MARTIN: We're joined now by Jane Mayer. She reported this story with Ronan Farrow for The New Yorker. Jane, thanks for being here.
JANE MAYER: Great to be with you.
MARTIN: There are a lot of caveats in this piece. You write that it took six days of Ramirez, quote, "assessing her memories" before she was comfortable naming Kavanaugh as the young man who did this. Do you believe she's telling the truth?
MAYER: Well, I do. But I think that the most important thing is that she's calling for an FBI investigation, which can really assess it better than I can really. They can put people under oath and interview them, so her and the people that she names who were at the party.
MARTIN: Why was she so hesitant, though, to implicate Kavanaugh?
MAYER: I think given the environment we're in right now where there's just so much anger and so much on the line and so much partisan rancor, I think anybody would be quite reluctant to weigh into this unless they were very certain of what they wanted to say and what they remembered.
MARTIN: Although you write in the piece she admits there are large gaps in her memory of this event.
MAYER: She's been remarkably I think forthcoming about what she does know, what she does remember, what she doesn't. And the piece is I think also - we made a big effort to put across both sides what everybody is saying about it and what's known and what's not known. Again, it's such disputed and rancorous territory. You've got to be really careful here. But I think we've really allowed her to tell her story for the first time. We were the only people she talked to.
MARTIN: Was anyone else able to corroborate her claim?

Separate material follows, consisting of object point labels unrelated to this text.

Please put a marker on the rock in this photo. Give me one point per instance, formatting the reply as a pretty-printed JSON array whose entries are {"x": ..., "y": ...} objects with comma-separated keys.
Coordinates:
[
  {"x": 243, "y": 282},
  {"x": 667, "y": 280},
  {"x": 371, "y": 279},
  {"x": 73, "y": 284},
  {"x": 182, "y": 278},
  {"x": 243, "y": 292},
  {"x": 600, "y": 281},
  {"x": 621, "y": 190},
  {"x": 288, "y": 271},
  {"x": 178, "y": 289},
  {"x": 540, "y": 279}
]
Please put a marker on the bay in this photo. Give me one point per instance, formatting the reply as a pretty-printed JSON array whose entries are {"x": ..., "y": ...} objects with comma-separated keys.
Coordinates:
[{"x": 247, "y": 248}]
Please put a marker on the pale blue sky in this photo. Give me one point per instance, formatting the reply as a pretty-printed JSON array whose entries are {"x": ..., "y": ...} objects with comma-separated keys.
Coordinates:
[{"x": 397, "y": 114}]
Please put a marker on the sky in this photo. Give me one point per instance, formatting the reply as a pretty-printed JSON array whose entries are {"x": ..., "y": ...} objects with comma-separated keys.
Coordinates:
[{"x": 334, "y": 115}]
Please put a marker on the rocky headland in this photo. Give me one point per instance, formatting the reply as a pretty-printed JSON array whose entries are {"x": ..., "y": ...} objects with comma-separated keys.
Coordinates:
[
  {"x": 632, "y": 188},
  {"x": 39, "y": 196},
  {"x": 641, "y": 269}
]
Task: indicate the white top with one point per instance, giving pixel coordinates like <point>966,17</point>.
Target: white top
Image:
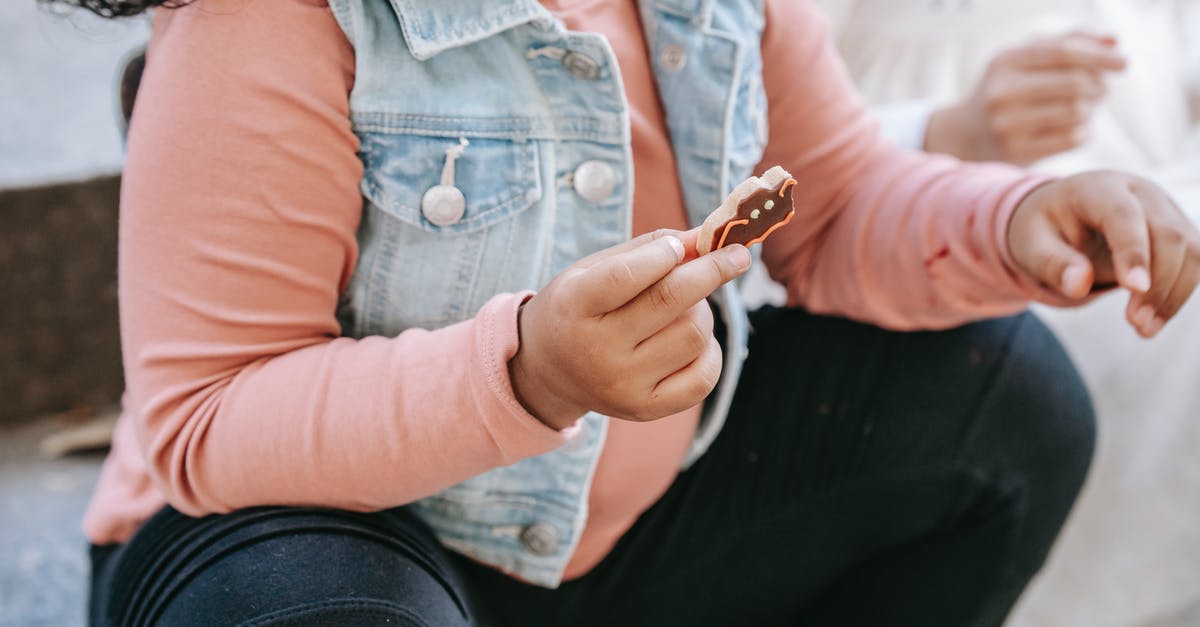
<point>910,57</point>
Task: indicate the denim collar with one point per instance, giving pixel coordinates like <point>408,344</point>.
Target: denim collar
<point>435,25</point>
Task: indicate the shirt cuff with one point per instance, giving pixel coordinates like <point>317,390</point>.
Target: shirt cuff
<point>905,123</point>
<point>517,434</point>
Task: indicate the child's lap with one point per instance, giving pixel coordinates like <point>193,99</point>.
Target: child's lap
<point>844,440</point>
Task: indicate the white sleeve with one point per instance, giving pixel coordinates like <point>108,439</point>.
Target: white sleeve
<point>905,123</point>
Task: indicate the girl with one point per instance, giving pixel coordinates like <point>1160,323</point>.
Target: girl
<point>346,405</point>
<point>975,79</point>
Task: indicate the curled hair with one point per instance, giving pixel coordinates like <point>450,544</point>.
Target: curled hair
<point>112,9</point>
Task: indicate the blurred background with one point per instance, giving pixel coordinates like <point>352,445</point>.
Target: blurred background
<point>60,157</point>
<point>1129,557</point>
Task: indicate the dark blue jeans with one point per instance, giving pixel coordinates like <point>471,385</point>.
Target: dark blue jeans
<point>864,477</point>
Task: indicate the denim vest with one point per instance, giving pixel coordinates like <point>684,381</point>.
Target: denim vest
<point>544,178</point>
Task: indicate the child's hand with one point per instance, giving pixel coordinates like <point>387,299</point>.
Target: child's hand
<point>1104,228</point>
<point>625,332</point>
<point>1033,101</point>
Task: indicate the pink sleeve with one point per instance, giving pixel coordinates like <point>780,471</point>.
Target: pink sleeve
<point>899,239</point>
<point>238,232</point>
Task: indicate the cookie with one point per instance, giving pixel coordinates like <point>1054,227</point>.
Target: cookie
<point>757,207</point>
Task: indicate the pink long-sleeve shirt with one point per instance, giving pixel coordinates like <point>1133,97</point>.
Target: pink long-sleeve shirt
<point>239,210</point>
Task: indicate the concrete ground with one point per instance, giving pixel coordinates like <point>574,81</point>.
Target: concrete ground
<point>43,561</point>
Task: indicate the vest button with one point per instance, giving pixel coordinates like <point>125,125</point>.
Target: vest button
<point>594,180</point>
<point>443,204</point>
<point>673,57</point>
<point>581,66</point>
<point>540,538</point>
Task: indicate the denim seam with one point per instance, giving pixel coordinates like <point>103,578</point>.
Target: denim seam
<point>383,608</point>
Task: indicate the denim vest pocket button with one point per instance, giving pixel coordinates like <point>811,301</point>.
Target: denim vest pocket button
<point>581,66</point>
<point>594,180</point>
<point>443,204</point>
<point>673,58</point>
<point>540,538</point>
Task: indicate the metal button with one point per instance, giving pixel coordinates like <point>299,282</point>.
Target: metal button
<point>443,204</point>
<point>594,180</point>
<point>673,57</point>
<point>579,441</point>
<point>581,66</point>
<point>540,538</point>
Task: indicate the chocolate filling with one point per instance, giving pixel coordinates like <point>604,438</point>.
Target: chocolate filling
<point>750,227</point>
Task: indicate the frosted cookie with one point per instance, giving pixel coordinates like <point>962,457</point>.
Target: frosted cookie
<point>756,208</point>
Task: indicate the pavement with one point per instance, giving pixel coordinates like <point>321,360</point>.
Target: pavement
<point>43,560</point>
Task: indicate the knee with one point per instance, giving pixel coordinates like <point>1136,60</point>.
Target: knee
<point>1042,414</point>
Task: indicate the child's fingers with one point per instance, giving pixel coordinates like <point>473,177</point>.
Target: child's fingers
<point>1069,52</point>
<point>689,386</point>
<point>683,287</point>
<point>617,278</point>
<point>678,344</point>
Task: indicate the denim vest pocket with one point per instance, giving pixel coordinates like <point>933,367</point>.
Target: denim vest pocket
<point>417,273</point>
<point>498,178</point>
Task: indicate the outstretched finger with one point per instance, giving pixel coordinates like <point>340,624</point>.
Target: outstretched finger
<point>1068,52</point>
<point>1111,208</point>
<point>613,280</point>
<point>665,300</point>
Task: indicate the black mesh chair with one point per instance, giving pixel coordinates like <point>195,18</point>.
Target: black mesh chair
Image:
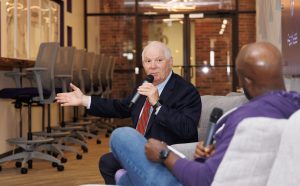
<point>63,76</point>
<point>41,93</point>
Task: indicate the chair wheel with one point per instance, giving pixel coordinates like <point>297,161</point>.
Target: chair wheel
<point>29,164</point>
<point>60,168</point>
<point>18,164</point>
<point>54,164</point>
<point>84,149</point>
<point>24,170</point>
<point>63,160</point>
<point>78,156</point>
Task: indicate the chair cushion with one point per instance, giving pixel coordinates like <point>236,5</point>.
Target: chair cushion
<point>251,153</point>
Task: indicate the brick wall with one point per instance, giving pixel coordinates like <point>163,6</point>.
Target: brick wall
<point>117,32</point>
<point>216,81</point>
<point>116,37</point>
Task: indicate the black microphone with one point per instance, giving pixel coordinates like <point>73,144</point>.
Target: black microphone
<point>214,116</point>
<point>148,79</point>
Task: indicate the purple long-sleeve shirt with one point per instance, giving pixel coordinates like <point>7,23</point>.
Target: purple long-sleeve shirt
<point>277,104</point>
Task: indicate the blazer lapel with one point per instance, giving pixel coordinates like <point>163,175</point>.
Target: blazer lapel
<point>165,94</point>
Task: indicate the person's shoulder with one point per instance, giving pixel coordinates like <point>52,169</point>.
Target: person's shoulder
<point>182,82</point>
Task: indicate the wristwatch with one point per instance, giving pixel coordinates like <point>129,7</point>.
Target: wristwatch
<point>156,105</point>
<point>163,154</point>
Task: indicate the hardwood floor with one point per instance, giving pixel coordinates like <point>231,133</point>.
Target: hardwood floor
<point>76,172</point>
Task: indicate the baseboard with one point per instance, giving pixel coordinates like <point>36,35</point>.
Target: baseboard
<point>17,150</point>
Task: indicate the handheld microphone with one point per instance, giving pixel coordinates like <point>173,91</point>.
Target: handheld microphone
<point>148,79</point>
<point>214,116</point>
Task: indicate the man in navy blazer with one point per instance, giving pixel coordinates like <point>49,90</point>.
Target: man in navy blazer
<point>175,105</point>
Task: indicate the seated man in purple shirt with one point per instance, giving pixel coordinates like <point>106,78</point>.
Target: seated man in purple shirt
<point>259,68</point>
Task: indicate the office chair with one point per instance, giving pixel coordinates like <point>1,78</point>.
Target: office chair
<point>43,73</point>
<point>63,76</point>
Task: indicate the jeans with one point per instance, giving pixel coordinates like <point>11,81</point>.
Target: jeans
<point>127,145</point>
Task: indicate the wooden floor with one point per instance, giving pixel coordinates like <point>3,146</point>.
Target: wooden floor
<point>76,172</point>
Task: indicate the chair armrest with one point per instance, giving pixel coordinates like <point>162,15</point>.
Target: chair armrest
<point>187,149</point>
<point>36,69</point>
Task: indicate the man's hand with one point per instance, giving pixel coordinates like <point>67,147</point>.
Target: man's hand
<point>153,148</point>
<point>149,90</point>
<point>203,152</point>
<point>75,98</point>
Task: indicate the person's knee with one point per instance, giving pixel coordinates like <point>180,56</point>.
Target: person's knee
<point>119,135</point>
<point>104,162</point>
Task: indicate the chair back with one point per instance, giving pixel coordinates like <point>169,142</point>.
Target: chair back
<point>46,59</point>
<point>64,67</point>
<point>87,69</point>
<point>96,75</point>
<point>79,59</point>
<point>104,72</point>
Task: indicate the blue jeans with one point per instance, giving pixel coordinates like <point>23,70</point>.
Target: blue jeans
<point>127,146</point>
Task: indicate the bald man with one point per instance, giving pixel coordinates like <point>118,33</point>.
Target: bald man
<point>174,106</point>
<point>259,69</point>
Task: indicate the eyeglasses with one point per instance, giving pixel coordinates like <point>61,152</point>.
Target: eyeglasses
<point>157,61</point>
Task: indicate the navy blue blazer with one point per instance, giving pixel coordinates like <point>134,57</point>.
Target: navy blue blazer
<point>176,121</point>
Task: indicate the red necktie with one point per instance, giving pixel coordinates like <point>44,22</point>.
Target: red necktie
<point>142,124</point>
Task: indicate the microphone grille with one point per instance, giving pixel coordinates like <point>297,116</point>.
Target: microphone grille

MAYER: What we describe in the story is that there was a classmate who has remembered this for 35 years. He learned about it that night or he said maybe the next day. And he remembered all the details almost identically to what she has said, though the two of them have never talked. And then he began to speak - he's a classmate from Yale - he began to tell other people about it long ago. I mean, the classmates have been talking about this for a while.
And when Kavanaugh was named to the court, they began to email back and forth with each other - people who had heard a little bit about this. And they were comparing notes. This was in July before any other sexual misconduct charges came up against Kavanaugh. And we've looked at the emails to see them.
MARTIN: Though some of Kavanaugh's college friends are insisting no such thing ever happened, as you articulate in the piece. Kavanaugh himself says this is a smear campaign. Can you say categorically that Ramirez is not motivated politically in any way?
MAYER: Well, she says she's not. And, you know, I actually interviewed some of the people who have come out in support of Kavanaugh from the class publicly and said, do you think she's politically motivated? And they declined to say she was. They're the people who know both of these people. And they're not - they're saying actually, no, we really don't see any reason to believe she's politically motivated.
MARTIN: There was news over the weekend that another Kavanaugh accuser, Christine Blasey Ford, has now agreed to testify before the Senate Judiciary Committee on Thursday even though the ranking Democrat, Dianne Feinstein, now calling for that hearing to be canceled. Do we know whether Deborah Ramirez has been asked to testify before the committee about this allegation? Or if asked, would she accept?
MAYER: I don't know. It's just moving really fast. What I do know is that Dianne Feinstein, the ranking Democrat, asked for a delay. She wants the FBI to investigate this.
MARTIN: Yeah.
MAYER: And that's what the lawyer for Ramirez and what Ramirez want. They want - they're calling for an FBI investigation to try to get to the bottom of it.
MARTIN: Jane Mayer, chief Washington correspondent at The New Yorker magazine, thanks so much.